“On our way into growth markets supported by strong cash flow”
“We close the second quarter of 2012 with a mixed report. Both cash flow and liquidity continued to improve year-on-year whereas operational EBIT remained at about the level of the first quarter, as we also guided in April.
“In operations we had significant scheduled maintenance stoppages in Biomaterials, and late in the quarter we added production curtailments in Printing and Reading and Building and Living to fight the clearly weakening market conditions. It is clear that the continuing issues in the eurozone started to have a more material impact on our key markets during the later part of the second quarter, especially in the Building and Living and Printing and Reading Business Areas. In Printing and Reading the cyclical weakness is amplified by the ongoing structural change towards digitalisation of media and advertising that we have seen in Europe since 2007.
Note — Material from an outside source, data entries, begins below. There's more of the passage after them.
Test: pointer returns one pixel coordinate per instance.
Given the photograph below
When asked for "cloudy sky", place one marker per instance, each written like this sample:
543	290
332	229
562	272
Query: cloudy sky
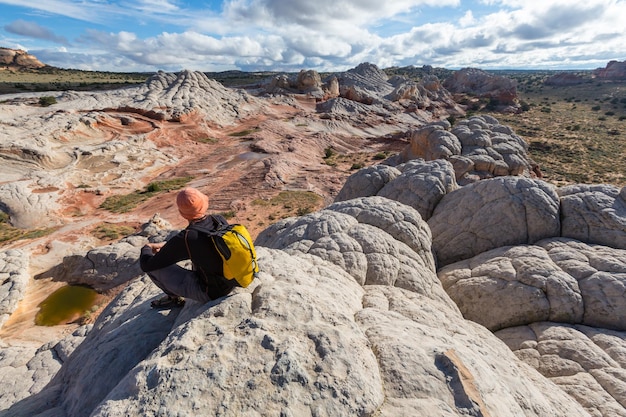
326	35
“The reality, as for most of the past five years since 2007, is that the environment is not going to get any easier. We need to double our own efforts to get through the short-term and long-term challenges. Operationally, every Business Area needs not only to complete the announced restructuring programmes, and the literally hundreds of cost and productivity improvement efforts, but also to add more of them and implement them faster. We also must and will continue to adjust our manufacturing capacity to the market demand, as we have been doing since late in the second quarter. This is crucial not only to maximise our margins with a focused market and product mix, but also to further demonstrate that we can get through the market cycles with continued solid cash generation.
“This cash flow is critical for us to continue to move the Group into higher-return growth markets with strong and defendable competitive positions. Completion of the Ostrołęka light-weight board machine, Skoghall Mill upgrade and Montes del Plata Pulp Mill are all steps on this transformation path. They will be followed by the strategic consumer board investment in Guangxi, China. This is our road into a new, growth market future.”